O mercador de livros – Praia de Mira, 19 de Março de 2023 

            É impossível chegar à Praia de Mira, nestas manhãs tranquilas de domingo, sem admirar os grupos de ciclistas que param diante do areal e conversam ruidosamente sobre as suas infinitas aventuras. O mercador de livros religiosos, sentado no murete, a perna traçada, tudo observa com placidez.

– Estás a ver? – apontou o Vendedor. – Também podias trazer os teus livros para os vender aqui.

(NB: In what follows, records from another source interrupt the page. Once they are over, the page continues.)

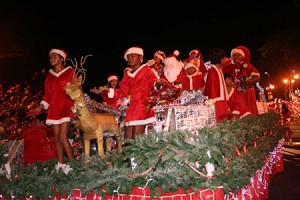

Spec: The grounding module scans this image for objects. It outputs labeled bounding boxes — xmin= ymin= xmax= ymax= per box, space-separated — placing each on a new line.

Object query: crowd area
xmin=0 ymin=73 xmax=45 ymax=137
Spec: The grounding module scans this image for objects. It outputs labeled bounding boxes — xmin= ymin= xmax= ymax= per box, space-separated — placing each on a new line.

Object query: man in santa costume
xmin=160 ymin=50 xmax=186 ymax=90
xmin=203 ymin=48 xmax=229 ymax=123
xmin=222 ymin=46 xmax=260 ymax=117
xmin=92 ymin=46 xmax=163 ymax=140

Mal tínhamos encostado a bicicleta e já o Vendedor lançava um grito de reconhecimento a um ciclista que chegava numa bicicleta de todo o terreno, pneus largos, quadro pesado.  Recebeu um grito  igual. Era um homem vivaz, falador, que não andava há muitos meses e viera sozinho de Ventosa do Bairro. Olhava para todos os lados ao mesmo tempo e rodou sobre si para cumprimentar uma mulher jovem que passava e ele, manifestamente, não conhecia. Recusou-se a acompanhar-nos, talvez temendo a velocidade, não acreditando que andávamos apenas a passear.

Seguimos pela Barrinha. A floresta vai morrendo de velhice. Passando o Poço da Cruz, ouviram-se as cigarras. A chuva do penúltimo fim-de-semana impediu a volta por Cedrim. A seguir, enquanto me mantinha em casa a mudar o pneu e a câmara-de-ar da roda dianteira, os amigos evitaram o Buçaco e regressaram a Cantanhede.

Aproveitámos com preguiça a ausência de vento. Não notei esforço algum de norte para sul, nem de leste para oeste, nem de oeste para leste, nem de sul para norte. Cheguei ao semáforo  de Vagos tão tranquilo como a velodama pela qual passei trezentos metros antes. Fiquei sozinho diante da luz vermelha. Os automóveis cruzavam a estrada para Soza. A velodama assomou à minha esquerda e não parou. Lenta e serena, prosseguiu até quase bater na sucessão de automóveis. Depois, com naturalidade, estando já em contramão, mudou a direcção, e desapareceu da minha vista.